Rabbi Eliach’s first priority was to instill in all students a love for God, the Jewish people, the State of Israel and the importance of caring for others. Long before community service became popular, he instituted it as a high school graduation requirement. When he initiated post-high school study in Israel, Rabbi Eliach went every year to visit the schools, review their curricula and meet with recent Flatbush graduates to discuss their learning. 
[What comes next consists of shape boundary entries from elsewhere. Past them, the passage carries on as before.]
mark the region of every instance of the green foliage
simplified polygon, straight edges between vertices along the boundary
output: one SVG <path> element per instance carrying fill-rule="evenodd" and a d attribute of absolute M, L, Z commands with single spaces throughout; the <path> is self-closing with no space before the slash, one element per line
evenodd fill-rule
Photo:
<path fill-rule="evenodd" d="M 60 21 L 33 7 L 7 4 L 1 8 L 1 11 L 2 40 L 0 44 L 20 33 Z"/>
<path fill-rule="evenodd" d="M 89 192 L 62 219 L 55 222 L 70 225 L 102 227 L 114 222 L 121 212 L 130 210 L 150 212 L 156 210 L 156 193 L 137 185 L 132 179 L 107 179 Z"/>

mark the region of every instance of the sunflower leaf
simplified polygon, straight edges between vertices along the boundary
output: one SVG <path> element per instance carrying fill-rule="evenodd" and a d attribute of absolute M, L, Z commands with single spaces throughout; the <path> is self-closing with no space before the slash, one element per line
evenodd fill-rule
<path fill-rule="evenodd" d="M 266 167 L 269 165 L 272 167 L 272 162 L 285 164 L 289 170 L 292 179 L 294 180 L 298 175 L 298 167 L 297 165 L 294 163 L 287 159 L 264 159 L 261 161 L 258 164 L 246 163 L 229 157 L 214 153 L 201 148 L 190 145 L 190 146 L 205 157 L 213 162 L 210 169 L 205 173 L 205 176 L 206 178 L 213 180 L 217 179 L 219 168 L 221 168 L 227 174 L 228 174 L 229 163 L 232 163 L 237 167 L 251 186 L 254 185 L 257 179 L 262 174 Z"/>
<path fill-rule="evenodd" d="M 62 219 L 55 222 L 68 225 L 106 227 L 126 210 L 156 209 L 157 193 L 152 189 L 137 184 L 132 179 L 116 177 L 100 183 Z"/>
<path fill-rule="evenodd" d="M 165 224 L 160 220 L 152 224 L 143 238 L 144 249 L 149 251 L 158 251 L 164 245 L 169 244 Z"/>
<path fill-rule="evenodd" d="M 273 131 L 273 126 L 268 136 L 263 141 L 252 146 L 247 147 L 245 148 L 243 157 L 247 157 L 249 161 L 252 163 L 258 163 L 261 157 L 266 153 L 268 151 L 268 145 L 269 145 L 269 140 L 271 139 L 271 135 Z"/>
“His scholarship, mentorship and leadership profoundly influenced the yeshiva day school movement in America,” noted Rabbi Haskel Lookstein, principal emeritus of the Ramaz School in New York. JBHS former faculty member Shifra Hanon recalled how Rabbi Eliach, anticipating the arrival of Russian and Syrian Jews, sent her for training in ESL and Learning Differences and added, “He was uniquely positioned to shape the education of generations of students. He rose to this new challenge, understanding and foreseeing the coming developments.”

In 1992, Rabbi Eliach was awarded the Covenant Award for Excellence in Jewish Education. During his acceptance speech, he said he felt “destined” to be a Jewish education teacher. He explained that as Jews we have to “immerse our whole body” in Jewish culture and values.

After Rabbi Eliach retired as principal in 1997, he continued working in the Yeshivah of Flatbush as a mentor for teachers. Even with his unparalleled depth of knowledge and experience, he spent hours preparing his sessions. The rabbi was “infinitely patient, while maintaining a true standard of excellence and never tolerating mediocrity or complacency,” said Rabbi Binyamin Krauss, principal of SAR Academy in Riverdale, New York. Even during the coronavirus pandemic, he continued his mentoring by phone and never missed a session.

“With every passing day, we continue to hear stories of students and educators who were impacted by Rabbi Eliach,” noted Rabbi Dr. Jeffrey Rothman, Yeshivah of Flatbush executive director.

Former JBHS head of school Rabbi Dr. Raymond Harari, himself a student of Rabbi Eliach, spoke at the funeral, which was held in JBHS. “I was recently assigned a new office. There were two names on the door – mine and Rabbi Eliach’s, his name slightly above mine. I could not be happier to have a constant reminder of what I should aspire to.”

Rabbi Eliach is survived by a brother, three children, and many grandchildren and great-grandchildren. He published a Hebrew-language autobiography in 2018, Avar Shelo Avar, and Shurot, (Gefen Publishing, 2020) a book of Hebrew poetry. 

The writer is a Yeshivah of Flatbush communications specialist and worked with a team of dedicated JBHS contributors on this piece.